Through their many printer-relationships, these sites can offer you a wide range of printing from the convenience of your desktop.
One of the oldest "new kids on the block" is iPrint.com. Founded in 1996 by chairman Royal Farros, iPrint is an online print shop for individuals, small businesses, and large corporations, too. (At press time, iPrint was about to reach its 1 millionth customer.) Its technology automates and aggregates customer orders, making it convenient and fun to buy printed products, and cost-effective, too.

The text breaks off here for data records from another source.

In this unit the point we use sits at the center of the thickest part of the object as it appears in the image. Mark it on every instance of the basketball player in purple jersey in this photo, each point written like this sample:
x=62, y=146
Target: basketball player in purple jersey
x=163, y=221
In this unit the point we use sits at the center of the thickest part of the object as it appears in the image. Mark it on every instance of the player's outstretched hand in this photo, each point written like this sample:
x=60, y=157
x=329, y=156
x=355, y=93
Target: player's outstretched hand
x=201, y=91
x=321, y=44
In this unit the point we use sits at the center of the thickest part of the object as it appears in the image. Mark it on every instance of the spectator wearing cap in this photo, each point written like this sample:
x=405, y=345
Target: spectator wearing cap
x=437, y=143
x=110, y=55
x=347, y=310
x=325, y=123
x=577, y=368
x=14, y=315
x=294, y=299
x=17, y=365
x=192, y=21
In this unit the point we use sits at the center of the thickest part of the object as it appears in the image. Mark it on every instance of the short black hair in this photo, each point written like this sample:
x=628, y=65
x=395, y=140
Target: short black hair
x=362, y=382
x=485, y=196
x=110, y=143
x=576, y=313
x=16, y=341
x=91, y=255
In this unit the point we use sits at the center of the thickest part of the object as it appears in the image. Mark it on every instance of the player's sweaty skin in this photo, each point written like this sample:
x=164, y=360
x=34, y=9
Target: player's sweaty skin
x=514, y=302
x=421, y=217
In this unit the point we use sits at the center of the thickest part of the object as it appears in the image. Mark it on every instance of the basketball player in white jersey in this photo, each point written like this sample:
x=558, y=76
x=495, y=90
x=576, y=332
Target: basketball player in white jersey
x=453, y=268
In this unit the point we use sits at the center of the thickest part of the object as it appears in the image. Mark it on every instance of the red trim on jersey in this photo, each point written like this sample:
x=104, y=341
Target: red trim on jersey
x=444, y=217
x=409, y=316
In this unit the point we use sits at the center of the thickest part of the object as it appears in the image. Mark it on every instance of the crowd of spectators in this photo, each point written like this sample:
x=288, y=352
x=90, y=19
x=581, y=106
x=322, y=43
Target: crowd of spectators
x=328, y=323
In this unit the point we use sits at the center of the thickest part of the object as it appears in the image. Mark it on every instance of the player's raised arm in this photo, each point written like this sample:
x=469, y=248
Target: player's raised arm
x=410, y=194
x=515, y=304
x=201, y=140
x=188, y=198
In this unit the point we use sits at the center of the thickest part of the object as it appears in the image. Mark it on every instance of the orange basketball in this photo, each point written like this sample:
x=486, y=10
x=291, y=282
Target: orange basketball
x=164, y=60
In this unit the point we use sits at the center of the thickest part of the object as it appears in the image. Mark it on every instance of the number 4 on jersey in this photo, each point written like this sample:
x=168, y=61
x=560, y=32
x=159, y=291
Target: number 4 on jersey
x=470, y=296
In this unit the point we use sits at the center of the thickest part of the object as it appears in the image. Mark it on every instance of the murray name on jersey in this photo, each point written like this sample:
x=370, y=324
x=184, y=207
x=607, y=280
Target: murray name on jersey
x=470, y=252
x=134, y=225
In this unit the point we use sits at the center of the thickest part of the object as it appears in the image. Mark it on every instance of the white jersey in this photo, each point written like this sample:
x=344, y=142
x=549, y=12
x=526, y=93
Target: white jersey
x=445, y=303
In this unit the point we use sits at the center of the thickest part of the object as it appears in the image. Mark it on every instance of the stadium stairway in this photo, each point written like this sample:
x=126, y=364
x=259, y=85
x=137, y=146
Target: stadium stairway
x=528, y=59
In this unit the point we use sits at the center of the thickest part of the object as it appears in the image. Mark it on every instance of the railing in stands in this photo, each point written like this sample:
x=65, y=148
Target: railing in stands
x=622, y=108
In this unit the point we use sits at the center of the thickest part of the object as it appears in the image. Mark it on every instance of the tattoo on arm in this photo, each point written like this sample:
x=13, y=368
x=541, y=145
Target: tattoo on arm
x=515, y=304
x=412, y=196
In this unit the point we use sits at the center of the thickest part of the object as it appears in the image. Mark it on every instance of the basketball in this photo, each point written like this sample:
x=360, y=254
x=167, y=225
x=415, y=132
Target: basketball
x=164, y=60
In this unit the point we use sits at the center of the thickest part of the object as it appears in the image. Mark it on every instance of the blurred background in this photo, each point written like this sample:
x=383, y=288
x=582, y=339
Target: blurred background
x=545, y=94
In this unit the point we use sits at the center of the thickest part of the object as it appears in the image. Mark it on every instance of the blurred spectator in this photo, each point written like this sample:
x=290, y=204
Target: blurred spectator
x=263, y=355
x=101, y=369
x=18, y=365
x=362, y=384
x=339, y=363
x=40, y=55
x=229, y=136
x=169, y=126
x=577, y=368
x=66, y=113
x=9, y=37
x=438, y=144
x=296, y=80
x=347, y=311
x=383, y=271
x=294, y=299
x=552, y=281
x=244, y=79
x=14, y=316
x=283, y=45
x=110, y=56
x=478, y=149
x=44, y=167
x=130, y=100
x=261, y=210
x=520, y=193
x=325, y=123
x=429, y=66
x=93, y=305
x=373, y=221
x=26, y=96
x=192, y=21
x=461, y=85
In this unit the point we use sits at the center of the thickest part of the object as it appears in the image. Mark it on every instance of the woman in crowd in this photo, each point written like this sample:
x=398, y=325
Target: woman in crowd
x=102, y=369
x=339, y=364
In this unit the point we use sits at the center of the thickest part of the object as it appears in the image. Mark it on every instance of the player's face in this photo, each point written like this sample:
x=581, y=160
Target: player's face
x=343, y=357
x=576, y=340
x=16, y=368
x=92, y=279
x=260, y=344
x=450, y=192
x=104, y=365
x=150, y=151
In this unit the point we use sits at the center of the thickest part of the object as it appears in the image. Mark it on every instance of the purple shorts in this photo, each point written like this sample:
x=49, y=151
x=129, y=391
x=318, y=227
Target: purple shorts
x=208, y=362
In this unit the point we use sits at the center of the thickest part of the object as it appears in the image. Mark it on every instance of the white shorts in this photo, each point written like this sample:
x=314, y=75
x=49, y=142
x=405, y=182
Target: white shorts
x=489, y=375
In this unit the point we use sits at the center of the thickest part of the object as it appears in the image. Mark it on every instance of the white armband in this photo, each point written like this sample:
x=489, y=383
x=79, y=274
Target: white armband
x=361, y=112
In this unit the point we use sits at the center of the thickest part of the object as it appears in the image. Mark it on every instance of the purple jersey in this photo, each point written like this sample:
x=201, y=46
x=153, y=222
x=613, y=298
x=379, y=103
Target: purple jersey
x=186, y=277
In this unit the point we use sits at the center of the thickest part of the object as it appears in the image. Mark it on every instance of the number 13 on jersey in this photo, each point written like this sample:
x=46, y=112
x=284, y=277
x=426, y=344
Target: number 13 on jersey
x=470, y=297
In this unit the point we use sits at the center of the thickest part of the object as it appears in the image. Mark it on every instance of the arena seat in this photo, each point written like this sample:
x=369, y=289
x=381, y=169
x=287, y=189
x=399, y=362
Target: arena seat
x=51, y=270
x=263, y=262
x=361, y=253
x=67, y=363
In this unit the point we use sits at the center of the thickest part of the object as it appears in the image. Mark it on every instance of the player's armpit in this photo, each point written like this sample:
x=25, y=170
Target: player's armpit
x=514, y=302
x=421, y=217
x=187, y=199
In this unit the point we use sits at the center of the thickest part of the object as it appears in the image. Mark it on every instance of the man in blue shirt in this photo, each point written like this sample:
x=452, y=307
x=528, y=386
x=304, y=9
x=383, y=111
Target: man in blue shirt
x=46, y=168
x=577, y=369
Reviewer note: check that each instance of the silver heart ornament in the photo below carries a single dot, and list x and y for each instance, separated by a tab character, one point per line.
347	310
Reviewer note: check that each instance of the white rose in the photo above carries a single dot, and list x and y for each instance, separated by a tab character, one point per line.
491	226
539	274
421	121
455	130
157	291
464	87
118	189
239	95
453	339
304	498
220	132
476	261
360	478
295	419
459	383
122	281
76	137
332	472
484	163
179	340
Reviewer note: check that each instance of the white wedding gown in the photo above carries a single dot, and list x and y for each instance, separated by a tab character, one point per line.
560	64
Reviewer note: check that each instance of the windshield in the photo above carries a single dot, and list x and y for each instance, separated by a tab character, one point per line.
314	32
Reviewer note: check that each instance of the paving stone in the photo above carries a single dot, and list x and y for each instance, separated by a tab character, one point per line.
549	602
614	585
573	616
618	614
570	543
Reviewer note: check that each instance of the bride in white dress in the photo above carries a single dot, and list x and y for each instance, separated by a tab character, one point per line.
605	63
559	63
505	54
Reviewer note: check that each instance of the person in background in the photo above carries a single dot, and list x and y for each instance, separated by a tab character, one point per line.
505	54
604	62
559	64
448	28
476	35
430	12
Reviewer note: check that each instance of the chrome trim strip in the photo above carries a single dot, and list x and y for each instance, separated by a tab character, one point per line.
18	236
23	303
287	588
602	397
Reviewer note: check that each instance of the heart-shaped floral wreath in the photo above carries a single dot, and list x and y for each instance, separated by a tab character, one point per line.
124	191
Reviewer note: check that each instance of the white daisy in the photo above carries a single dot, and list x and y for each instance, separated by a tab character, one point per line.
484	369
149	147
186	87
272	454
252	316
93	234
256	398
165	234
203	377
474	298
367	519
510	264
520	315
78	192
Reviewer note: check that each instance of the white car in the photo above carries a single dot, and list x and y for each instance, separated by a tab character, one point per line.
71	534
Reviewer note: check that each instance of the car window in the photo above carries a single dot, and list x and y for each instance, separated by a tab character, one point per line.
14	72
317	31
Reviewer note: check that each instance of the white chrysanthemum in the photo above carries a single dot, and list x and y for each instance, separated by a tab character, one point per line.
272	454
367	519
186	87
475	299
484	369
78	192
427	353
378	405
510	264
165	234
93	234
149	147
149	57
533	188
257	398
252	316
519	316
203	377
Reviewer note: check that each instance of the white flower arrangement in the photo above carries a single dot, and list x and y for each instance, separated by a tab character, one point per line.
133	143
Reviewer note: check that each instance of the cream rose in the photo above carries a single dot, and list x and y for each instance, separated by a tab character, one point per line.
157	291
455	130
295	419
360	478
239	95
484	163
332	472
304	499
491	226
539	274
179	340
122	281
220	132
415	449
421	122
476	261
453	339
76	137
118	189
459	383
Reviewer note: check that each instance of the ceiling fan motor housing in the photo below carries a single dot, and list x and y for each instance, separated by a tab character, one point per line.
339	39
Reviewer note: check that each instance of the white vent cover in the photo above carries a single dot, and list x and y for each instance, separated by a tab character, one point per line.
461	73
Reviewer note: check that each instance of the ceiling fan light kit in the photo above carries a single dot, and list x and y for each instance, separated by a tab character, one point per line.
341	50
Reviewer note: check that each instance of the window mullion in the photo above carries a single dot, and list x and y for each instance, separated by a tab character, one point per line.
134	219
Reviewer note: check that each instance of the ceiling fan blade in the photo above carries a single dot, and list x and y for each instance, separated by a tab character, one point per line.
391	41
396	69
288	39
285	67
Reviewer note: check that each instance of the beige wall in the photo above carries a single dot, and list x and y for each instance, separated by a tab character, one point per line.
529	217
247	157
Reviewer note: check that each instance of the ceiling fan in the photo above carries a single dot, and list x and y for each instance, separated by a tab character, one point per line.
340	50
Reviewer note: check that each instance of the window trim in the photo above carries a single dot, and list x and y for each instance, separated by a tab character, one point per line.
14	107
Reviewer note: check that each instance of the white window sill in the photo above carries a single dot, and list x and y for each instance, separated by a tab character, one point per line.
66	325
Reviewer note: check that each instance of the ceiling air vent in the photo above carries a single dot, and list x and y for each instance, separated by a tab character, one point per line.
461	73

You don't need any previous printing experience to use iPrint's technology. Even the novice can order customized business cards and other stationery items. The site offers a series of templates to help you decide on layout, ink colors, typeface, graphics, and paper selection. Price lists are available, and you can save your designs for ease of reprinting.
- Relationship Management E-Printers
The largest category of e-printers is the hardest to define. On Mr. Harper's list, there are about 60 such services that promise to enhance and strengthen the buyer/printer relationship through their technology. They offer software solutions to streamline and automate the procurement of printing and the managing of it as well.
In large corporations, print buying is accompanied by managing tons of paperwork, tracking hundreds of details about every job, managing multiple vendor relationships, handling the invoicing and accounting, overseeing the fulfillment and the inventory of printed products, too. The companies in this categories offer streamlined solutions for managing all of these details and functions.
Among these firms is Collabria (www.collabria.com), which was founded in 1997. Collabria offers "a complete solution for handling enterprise-wide printing," notes Michael Sanabria, Vice President of Marketing. The firm lets buyers collaborate with their preferred vendors so that they efficiently create, order, track, archive and manage their print projects. "We're not a printer," says Sanabria, " we're a software solution that allows companies to work with their existing vendors."
With Collabria, a customer has access to its own online catalog of printed products, making it easy to reorder online. It takes the manual process out of managing printing, allowing firms to save money by automating the ordering, reordering, and fulfillment functions. Sanabria called Collabria a "supply chain solution," offering customers one tool to manage their printing through one interface
Where Do Print Buyers Go from Here?
The history of printing dates back hundreds of years - Gutenberg introduced moveable type to the Western world in 1440. E-printing is barely five years old. The emergence of online printing has made for an interesting five years.
Many people may prefer to do their printing the old-fashioned way: face-to-face with a local printer. Others are willing to try online solutions. According to iPrint's Royal Farros, "there's more acceptance to online printing today than ever before." First, the Internet isn't going away, and second, the concept of online buying, or procurement, is gaining in popularity.
If online printing solutions can deliver convenience, reliability, efficiencies and cost-savings, then people will accept this new way of doing commercial printing slowly but surely.
RIT's Mr. Harper also feels that e-commerce is the future of printing. A large number of the nation's printers (of which there are between 50,000 and 58,000) will be offering their customers e-commerce services via their own Web sites. And despite the recent shake-out in the e-printing firms, this new wave of printing alternatives is here to stay.
Consider this: eighteen months ago, there were only 15 e-commerce providers for print, noted Harper. Today, there are over 220.
It's a whole new world of printing out there.